Il governo della Svezia, l’United Nations environment programme (Unep) e Peaceboat sono stati i primi ad iscriversi e a dare il loro contributo  questo registro dli impegni volontari  nel corso della riunione preparatoria della he Ocean Conference che si terrà da 5 al 9 giugno a New York.

L’Unep  farà una campagna per fermare l’inquinamento da plastica degli oceani.

Il governo svedese si è impegnato a estendere le sue aree marine protette per poter rispettare già nel 2017  l’Sdg 14. La  vice primo ministro della Svezia, Isabella Lovin ha detto che la Ocean Conference «Potrebbe essere una possibilità da una volta nella vita  di salvare gli oceani che sono sotto enorme stres. Non abbiamo bisogno di inventare o di negoziare qualcosa di nuovo, dobbiamo solo agire azione per attuare quello che abbiamo già concordato». La Lovin si riferisce alla ‘Call to Action’ della Conferenza che chiede di fermare la pesca illegale e l’inquinamento marino e affrontare le situazioni particolari che c vivono i piccoli Stati insulari.

Peaceboat  vuole lanciare “Ecoship Project”,  una nave che sarà varata nel 2010 e che punta ad essere il fiore all’occhiello dell’Sgd14: «55.000 tonnellate, 2.000 passeggeri, un progetto ispirato  alla natura  che combina misure di efficienza energetica radicali e l’utilizzo di energie rinnovabili ad un livello mai raggiunto prima nel trasporto marittimo – spiegano a  Peaceboat – Con zero emissioni di NOx e zolfo  e riduzione del 40% delle emissioni di CO2, Ecoship cerca di affrontare l’acidificazione degli oceani». Contro l’inquinamento marino, la nave sarà dotata di impianti a ciclo  chiuso per l’acqua e gli scarichi.

Proprio il rappresentate di una di queste piccole nazioni insulari,  il ministro della pesca delle isole Figi, Semi Koroilavesau, ha esortato i partecipanti alla conferenza a versare contributi volontari come si erano impegnati a fare con l’Accordo di Parigi sul clima e ha ricordato ai Paesi sviluppati che «Gli oceani sono di fondamentale importanza» per il suo Paese.

L’Onu evidenzia che «I loro impegni sottolineano gli sforzi miranti a proteggere l’ambiente marino, a fermare l’inquinamento marino e a lottare contro gli effetti dell’acidificazione degli oceani».

Il presidente dell’Assemblea generale dell’Onu, a Peter Thomson, ha detto che «Da oggi alla Ocean Conference di giugno, ci aspettiamo che vengano registrati centinaia di impegni volontari.
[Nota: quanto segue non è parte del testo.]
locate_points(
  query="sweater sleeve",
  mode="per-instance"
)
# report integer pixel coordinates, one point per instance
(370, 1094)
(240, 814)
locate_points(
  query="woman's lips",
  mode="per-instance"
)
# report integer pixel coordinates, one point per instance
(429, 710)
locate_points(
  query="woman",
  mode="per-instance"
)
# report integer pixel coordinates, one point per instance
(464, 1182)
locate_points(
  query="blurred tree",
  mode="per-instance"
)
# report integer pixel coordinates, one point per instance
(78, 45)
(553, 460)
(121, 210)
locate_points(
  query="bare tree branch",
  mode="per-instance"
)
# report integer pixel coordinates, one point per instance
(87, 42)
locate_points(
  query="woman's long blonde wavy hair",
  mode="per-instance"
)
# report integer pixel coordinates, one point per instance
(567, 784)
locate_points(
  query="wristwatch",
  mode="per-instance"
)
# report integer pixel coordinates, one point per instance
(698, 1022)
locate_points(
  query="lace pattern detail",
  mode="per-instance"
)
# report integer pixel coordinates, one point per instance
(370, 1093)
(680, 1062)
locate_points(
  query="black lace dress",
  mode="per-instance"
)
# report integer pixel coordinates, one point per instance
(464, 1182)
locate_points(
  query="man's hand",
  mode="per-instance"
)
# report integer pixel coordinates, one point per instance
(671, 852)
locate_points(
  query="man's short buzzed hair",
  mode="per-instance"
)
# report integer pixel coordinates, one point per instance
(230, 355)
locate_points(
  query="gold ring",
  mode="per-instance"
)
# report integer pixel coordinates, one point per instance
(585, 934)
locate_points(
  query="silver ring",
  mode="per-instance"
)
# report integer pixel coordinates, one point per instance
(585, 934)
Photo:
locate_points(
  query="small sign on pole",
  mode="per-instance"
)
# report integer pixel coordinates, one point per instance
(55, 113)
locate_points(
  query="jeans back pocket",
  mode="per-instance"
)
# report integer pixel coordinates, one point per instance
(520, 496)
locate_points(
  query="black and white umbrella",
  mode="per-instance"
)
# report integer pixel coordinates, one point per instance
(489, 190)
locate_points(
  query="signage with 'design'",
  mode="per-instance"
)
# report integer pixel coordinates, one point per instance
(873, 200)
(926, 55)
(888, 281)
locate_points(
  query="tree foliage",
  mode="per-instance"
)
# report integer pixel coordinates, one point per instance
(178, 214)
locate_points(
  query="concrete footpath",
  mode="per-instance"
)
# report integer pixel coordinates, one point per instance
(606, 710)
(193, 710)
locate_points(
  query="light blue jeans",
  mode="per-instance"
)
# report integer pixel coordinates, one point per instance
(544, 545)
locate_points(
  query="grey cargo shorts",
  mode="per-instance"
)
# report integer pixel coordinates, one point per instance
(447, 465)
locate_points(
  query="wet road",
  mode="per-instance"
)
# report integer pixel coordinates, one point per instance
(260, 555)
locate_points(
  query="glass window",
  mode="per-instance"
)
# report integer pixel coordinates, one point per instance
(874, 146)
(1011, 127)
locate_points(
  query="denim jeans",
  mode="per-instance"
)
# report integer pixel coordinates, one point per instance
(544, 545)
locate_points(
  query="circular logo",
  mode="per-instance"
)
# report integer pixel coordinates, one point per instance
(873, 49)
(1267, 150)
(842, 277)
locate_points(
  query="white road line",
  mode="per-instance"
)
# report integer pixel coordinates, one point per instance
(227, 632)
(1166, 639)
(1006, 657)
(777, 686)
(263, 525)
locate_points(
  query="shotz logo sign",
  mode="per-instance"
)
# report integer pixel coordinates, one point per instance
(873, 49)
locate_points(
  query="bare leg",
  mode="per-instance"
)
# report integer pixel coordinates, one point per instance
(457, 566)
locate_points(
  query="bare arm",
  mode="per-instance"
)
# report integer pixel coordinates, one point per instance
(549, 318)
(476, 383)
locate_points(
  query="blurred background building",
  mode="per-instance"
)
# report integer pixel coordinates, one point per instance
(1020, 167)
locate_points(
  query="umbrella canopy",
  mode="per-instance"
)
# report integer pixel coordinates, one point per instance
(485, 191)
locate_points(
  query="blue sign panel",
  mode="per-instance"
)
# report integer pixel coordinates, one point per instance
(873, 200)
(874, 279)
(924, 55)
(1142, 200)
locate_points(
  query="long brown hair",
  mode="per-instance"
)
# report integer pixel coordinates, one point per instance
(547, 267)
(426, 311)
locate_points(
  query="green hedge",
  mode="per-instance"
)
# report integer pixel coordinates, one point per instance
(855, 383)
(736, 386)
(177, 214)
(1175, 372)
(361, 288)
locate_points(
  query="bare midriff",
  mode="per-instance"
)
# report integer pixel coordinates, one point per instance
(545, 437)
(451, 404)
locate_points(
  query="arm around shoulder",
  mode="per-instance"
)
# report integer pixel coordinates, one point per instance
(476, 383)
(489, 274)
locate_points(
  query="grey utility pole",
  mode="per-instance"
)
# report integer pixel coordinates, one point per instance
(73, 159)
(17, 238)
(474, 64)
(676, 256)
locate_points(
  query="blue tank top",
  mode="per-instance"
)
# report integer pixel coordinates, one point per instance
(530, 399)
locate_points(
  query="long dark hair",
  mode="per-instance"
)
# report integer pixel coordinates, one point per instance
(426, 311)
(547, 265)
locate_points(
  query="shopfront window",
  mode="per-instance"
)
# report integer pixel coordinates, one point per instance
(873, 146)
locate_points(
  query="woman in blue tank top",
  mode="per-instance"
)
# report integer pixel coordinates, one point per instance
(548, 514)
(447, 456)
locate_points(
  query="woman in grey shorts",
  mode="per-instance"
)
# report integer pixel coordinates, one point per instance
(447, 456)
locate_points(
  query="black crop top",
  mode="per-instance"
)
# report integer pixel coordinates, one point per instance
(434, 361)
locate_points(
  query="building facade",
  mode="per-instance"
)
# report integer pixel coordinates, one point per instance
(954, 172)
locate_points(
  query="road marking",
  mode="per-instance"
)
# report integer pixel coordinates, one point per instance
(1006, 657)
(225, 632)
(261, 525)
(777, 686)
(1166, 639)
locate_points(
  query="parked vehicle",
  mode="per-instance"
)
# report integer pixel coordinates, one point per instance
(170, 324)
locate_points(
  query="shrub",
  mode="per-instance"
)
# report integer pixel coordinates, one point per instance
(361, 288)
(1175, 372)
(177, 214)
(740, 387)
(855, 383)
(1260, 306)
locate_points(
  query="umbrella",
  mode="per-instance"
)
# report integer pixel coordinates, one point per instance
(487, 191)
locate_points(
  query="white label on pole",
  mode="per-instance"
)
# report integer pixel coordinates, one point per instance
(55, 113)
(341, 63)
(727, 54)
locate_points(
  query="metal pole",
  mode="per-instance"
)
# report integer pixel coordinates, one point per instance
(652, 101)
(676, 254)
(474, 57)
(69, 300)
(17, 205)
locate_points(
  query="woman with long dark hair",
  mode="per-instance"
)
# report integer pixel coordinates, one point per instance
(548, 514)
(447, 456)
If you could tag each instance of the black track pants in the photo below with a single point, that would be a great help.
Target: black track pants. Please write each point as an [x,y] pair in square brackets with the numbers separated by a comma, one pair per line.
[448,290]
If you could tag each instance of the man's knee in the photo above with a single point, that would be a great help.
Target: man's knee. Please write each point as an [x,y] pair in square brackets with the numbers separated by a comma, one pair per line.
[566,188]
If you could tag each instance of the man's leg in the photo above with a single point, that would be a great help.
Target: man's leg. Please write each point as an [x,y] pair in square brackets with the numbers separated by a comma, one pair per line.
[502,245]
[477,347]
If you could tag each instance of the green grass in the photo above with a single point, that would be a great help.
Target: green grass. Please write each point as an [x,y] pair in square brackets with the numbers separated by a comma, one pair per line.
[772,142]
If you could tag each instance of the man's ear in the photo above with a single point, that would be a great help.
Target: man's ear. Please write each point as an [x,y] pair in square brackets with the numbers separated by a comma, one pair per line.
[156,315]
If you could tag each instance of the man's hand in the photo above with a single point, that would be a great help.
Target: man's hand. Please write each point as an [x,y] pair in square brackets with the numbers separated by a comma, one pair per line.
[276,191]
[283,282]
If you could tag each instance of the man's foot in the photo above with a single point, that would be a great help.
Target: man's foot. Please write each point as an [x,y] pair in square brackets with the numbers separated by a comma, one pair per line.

Dovranno coprire tutti i target per l’attuazione dell’Sdg 14. Questi impegni volontari saranno al centro del Piano mondiale che punta ad invertire il ciclo del declino nel quale l’attività antropica ha portato l’oceano».

La Ocean Conference dovrebbe approvare anche una dichiarazione che servirà da “appello ad agire”  per sostenere l’attuazione dell’Sdg 14.

Il segretario generale della Ocean Conference e segretario generale aggiunto dell’Onu per  gli affari economici,  Wu Hongbo, è convinto che «E’ mobilitando tutti gli stakeholders, i governi e il sistema delle Nazioni Unite, i grandi gruppi e le altre parti interessate, che possiamo produrre  le azioni necessarie per conservare e proteggere i nostri oceani  e i nostri mari per le generazioni future. Il registro degli impegni volontari sarà uno strumento importante in questa impresa».